The FAA and the National Institute for Occupational Safety and Health began a 5-year study to address inflight disease transmission issues. Researchers also completed an initial evaluation of inflight medical events in the domestic air-carrier population and developed new DNA probes that permit the identification of microbes in postaccident human samples. FAA studies indicate that current projections for pilots dying in aviation accidents indicate a positive blood alcohol level (greater than or equal to 0.04 percent) in about 9 percent of the accident cases, an indication of over-the-counter drugs in 21 percent of the cases, and prescription drugs in 16 percent of the cases. Researchers also discovered controlled dangerous substances (e.g., schedule I: LSD and heroin; and schedule II: morphine, codeine, and cocaine in 7 percent of the cases; and schedule III: paregoric and schedule IV: phenobarbital and valium in 4 percent of the cases).

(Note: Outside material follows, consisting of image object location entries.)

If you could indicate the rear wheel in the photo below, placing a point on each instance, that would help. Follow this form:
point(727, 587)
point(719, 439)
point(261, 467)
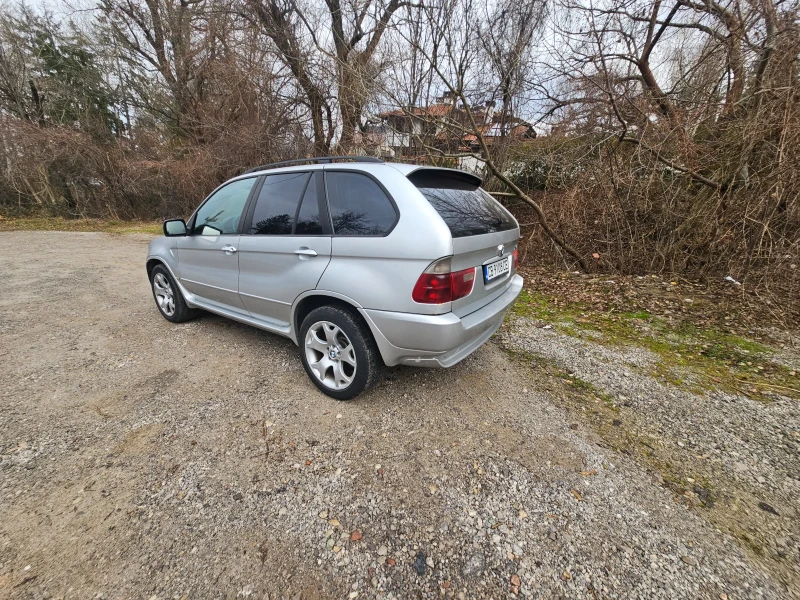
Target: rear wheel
point(338, 352)
point(168, 296)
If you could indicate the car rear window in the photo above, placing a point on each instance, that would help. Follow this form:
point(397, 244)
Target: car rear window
point(465, 208)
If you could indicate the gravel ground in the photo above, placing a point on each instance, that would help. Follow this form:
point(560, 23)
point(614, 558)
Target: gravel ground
point(140, 459)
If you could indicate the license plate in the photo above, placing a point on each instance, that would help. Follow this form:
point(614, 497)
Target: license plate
point(496, 269)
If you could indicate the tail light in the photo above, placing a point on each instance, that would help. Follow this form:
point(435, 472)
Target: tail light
point(438, 285)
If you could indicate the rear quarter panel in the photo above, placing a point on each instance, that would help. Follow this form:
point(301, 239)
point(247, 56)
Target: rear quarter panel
point(380, 272)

During the fiscal year, FAA's Associate Administrator for Commercial Space Transportation issued five launch licenses, including one to Lockheed Martin for the first commercial launch to the Moon, as well as one license to operate a launch site (Spaceport Florida). The FAA issued 10 license amendments primarily addressing financial responsibility requirements. In addition to other routine inspections, the agency monitored 14 licensed commercial launches, including the first licensed launch from a foreign country when Orbital Sciences Corporation conducted a launch from Spain using its Pegasus launch vehicle. The agency also entered into a Memorandum of Agreement with DoD and NASA, to define the roles and responsibilities of each agency with respect to spaceports and commercial users of Federal services and facilities. The FAA also compiled and published projections on the low-Earth orbit commercial market.

On March 19, 1997, the FAA published in the Federal Register a Notice of Proposed Rulemaking on the licensing of commercial launches conducted from Federal launch sites and has been working on a final draft of this rule based on public comments. During the fiscal year, the agency made significant progress in developing the technical safety requirements to be used in the licensing regulations on launches from non-Federal ranges. In addition, it developed and validated the technical requirements for assessing the suitability of launch sites. The agency also began developing standards and criteria for the operation of reusable launch vehicles under FAA's licensing process.